Today is my celebration as much as it is hers. Twenty-two years ago she emerged to make me a mother - my much yearned for and much dreamed about daughter.
She came home from Calgary for her birthday. When I complained that she was leaving too little time for me and spending it all with her friends, she granted me the privilege of making dinner for her and all her friends. It was supposed to be 6 friends but somehow there ended up to be about 15 or so. Good thing I made 2 huge lasagnes. No left overs. And every plate and bowl I own is now dirty.
They have just left and I am exhausted in a happy way. It was such a pleasure to have so many of her friends here and listen to them joke and laugh and see the distance between my daughter and I get smaller and smaller as she becomes more of an adult. This year we pass the half way point. She is now more than half my age. My house was full of their young confident energy.
Of course, I make them all watch videos of her talking and singing at age 4. She was so cute! And I watch her at her party, my incredibly beautiful daughter. Happy. Sparkling. Nothing could be a greater gift to me.
Saturday, October 18, 2008
Friday, October 17, 2008
Political Ramblings
So, it is true, I am back online. I have been back online since my last post. The difficulty for me with lack of posting is that I have TOO MUCH to write about! Too many posts itching at my fingers. One just has to start somewhere!
So, another election. I am left feeling like an alien. Or maybe that is wishful thinking that I have someplace else to go other than here... I look around my community and I just can't believe that I think that much differently for those around me! These are my disappointments:
1. Elizabeth May didn't get into parliament. Why did she run against a Conservative cabinet minister? Why?! I wish she had run somewhere she could have been more likely to get in.
2. No Greens got in. I can't believe with our environment in the shape that it is in that more people didn't vote with that in mind.
3. Lowest ever voter turnout in Canadian history. I wonder what it would be like if everyone actually voted? That would be a very interesting thing to see. It saddens me to see my fellow Canadians become more and more apathetic.
And maybe I don't have the right to complain. Here is my true confession. For the first time since I reached the age of majority, I missed voting. I waited for Dean to come home from work. I thought the polls were open until 8pm. But no, they closed at 7 and we drove up at 7:15 as they were carrying the stations out of the school. I felt so terrible. Of course I blamed it on Dean and told him if the Green's lost by 2 votes, he had better feel guilty! They lost by a lot more than 2 here in red-neck-ville anyways.

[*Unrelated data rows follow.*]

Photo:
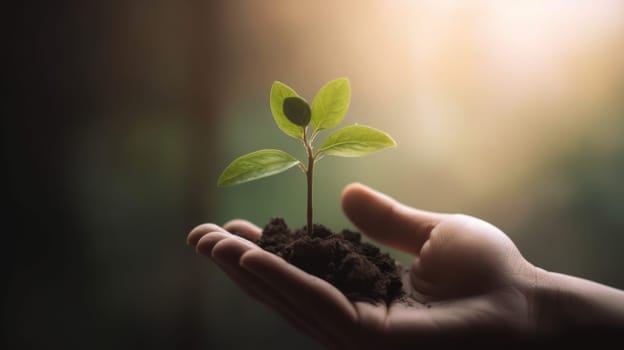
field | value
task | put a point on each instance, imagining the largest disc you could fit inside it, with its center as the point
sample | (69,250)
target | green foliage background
(119,117)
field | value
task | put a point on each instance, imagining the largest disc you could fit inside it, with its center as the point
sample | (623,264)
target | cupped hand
(467,279)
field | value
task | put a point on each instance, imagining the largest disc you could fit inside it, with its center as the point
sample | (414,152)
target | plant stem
(309,178)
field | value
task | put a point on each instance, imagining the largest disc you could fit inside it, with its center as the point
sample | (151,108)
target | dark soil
(358,269)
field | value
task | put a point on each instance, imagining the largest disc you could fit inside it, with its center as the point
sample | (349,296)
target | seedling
(293,115)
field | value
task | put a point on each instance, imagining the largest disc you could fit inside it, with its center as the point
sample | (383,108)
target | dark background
(118,117)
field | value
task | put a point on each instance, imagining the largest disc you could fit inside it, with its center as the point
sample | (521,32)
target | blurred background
(120,115)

So, another election. I am left feeling like an alien. Or maybe that is wishful thinking that I have someplace else to go other than here... I look around my community and I just can't believe that I think that much differently for those around me! These are my disappointments:
1. Elizabeth May didn't get into parliament. Why did she run against a Conservative cabinet minister? Why?! I wish she had run somewhere she could have been more likely to get in.
2. No Greens got in. I can't believe with our environment in the shape that it is in that more people didn't vote with that in mind.
3. Lowest ever voter turnout in Canadian history. I wonder what it would be like if everyone actually voted? That would be a very interesting thing to see. It saddens me to see my fellow Canadians become more and more apathetic.
And maybe I don't have the right to complain. Here is my true confession. For the first time since I reached the age of majority, I missed voting. I waited for Dean to come home from work. I thought the polls were open until 8pm. But no, they closed at 7 and we drove up at 7:15 as they were carrying the stations out of the school. I felt so terrible. Of course I blamed it on Dean and told him if the Green's lost by 2 votes, he had better feel guilty! They lost by a lot more than 2 here in red-neck-ville anyways.
Friday, October 03, 2008
Love the One You're With...
No, really, everything is fine with Dean. It's the apples. I have mostly had access to an Italian Prune plum since I lived in Sidney and was going to UVic. I have come to love their golden flesh. When I moved here, two years ago, there were 5 acres planted in plums. I picked bucket after bucket and dried them and froze them and made plum pie and plum crisp. I went into last winter with 5 gallon jars full of dried plums. And that doesn't count all the peanut butter jars full. Well, my landlady cut down most of the plum trees and put in a horse pasture! And then from the remaining plum trees, she allowed me to pick a total of 2 buckets. I have one gallon jar of dried plums, no pie, no crisp and no frozen plums for making upside down plum cake in the winter... But my landlady couldn't care less about the 14 apple trees in front of my house. Right now the ground is covered in Spartans. Normally I make a few apple crisps, a few pies, can 12 pints of applesauce and make some apple juice and some apple butter. That doesn't even use up the apples from ONE tree. So I have told myself that it is time to stop moping about the plums. I am going to have to actually buy some but it probably won't be the 300 lbs or so I am used to. This year is the year of the apple. So far I have 41 pints of applesauce. And 3 gallons of dried apples. I have made many apple crisps and I am about to make apple juice and apple butter today. And Abbie is going to send me a recipe for canned apple pie filling. And I am going to go systematically through my Betty Crocker Cookbook and make all her apple recipes. Any other suggestions?